The different unusual morphological presentations of pilomatricoma make its clinical diagnosis difficult. The correct preoperative diagnosis is demonstrated to be as low as 0.01% by Lan et al. [2,9] In our case, malignant neoplasm was also considered because of elderly age and rapid progression of the lesion. The histopathological study remains only truly reliable mean of diagnosis of pilomatricoma. The classical histology shows the presence of ghost or shadow cells and basophilic cells. However calcification and foreign body giant cell reaction is also common. [2,9] As the tumor matures, the basaloid cells degrade centrally forming the enucleated ghost, or shadow cells.

Pilomatricoma should be considered in the differential diagnosis of solitary noduloulcerative lesion as in the present case. However, one should be careful to rule out pilomatrical carcinoma at an elderly age.


1Malherbe A, Chenantais J. Note sur lepithelioma calcifie des glands sebacees. Bull Soc Anat 1880;5:169.
2Julian CG, Bowers PW. A clinical review of 209 pilomatricomas. J Am Acad Dermatol 1998;39:191-5.
3Alli N, Güngör E, Artüz F. Perforating pilomatricoma. J Am Acad Dermatol 1996;35:116-8.
4Tsoïtis G, Mandinaos C, Kanitakis JC. Perforating calcifying epithelioma of Malherbe with a rapid evolution. Dermatologica 1984;168:233-7.
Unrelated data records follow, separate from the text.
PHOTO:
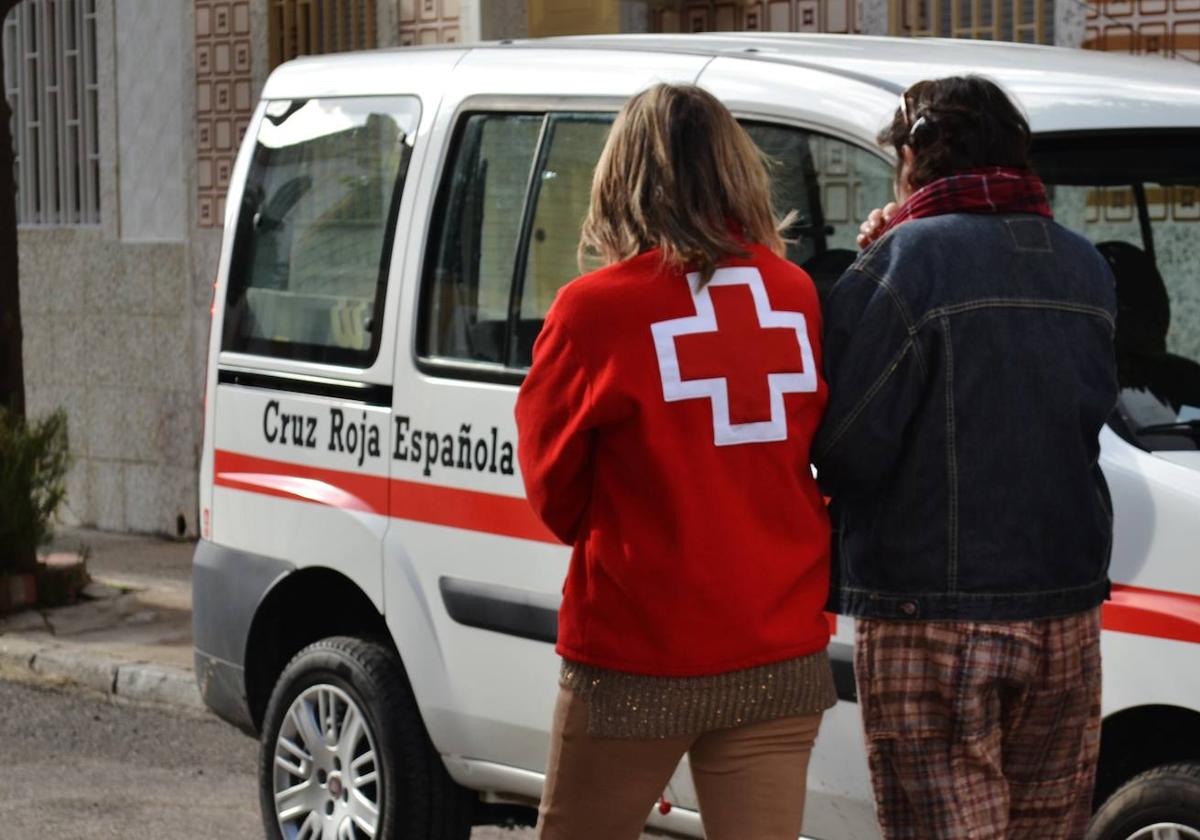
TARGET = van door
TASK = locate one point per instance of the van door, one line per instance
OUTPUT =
(481, 575)
(303, 400)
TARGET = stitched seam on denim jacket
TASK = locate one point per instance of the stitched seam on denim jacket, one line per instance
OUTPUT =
(880, 382)
(1019, 304)
(952, 463)
(904, 595)
(909, 325)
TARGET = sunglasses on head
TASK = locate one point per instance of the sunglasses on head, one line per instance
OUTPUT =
(907, 121)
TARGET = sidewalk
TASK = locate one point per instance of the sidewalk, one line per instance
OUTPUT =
(132, 635)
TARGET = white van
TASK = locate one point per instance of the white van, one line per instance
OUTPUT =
(373, 595)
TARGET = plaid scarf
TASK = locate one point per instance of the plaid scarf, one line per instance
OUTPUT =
(987, 191)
5Uchiyama N, Shindo Y, Saida T. Perforating pilomatricoma. J Cutan Pathol 1986;13:312-8.
6Arnold M, McGuire LJ. Perforating pilomatricoma - Difficulty in diagnosis. J Am Acad Dermatol 1988;18:754-5.
7Kang HY, Kang WH. Guess what! Perforating pilomatricoma resembling keratoacanthoma. Eur J Dermatol 2000;10:63-4.
8Honda Y, Oh-i T, Koga M, Tokuda Y. Perforating pilomatricoma: Transepithelial elimination or not. J Dermatol 2002;29:100-3.
9Lan MY, Lan MC, Ho CY, Li WY, Lin CZ. Pilomatricoma of the head and neck: A retrospective review of 179 cases. Arch Otolaryngol Head Neck Surg 2003;129:1327-30.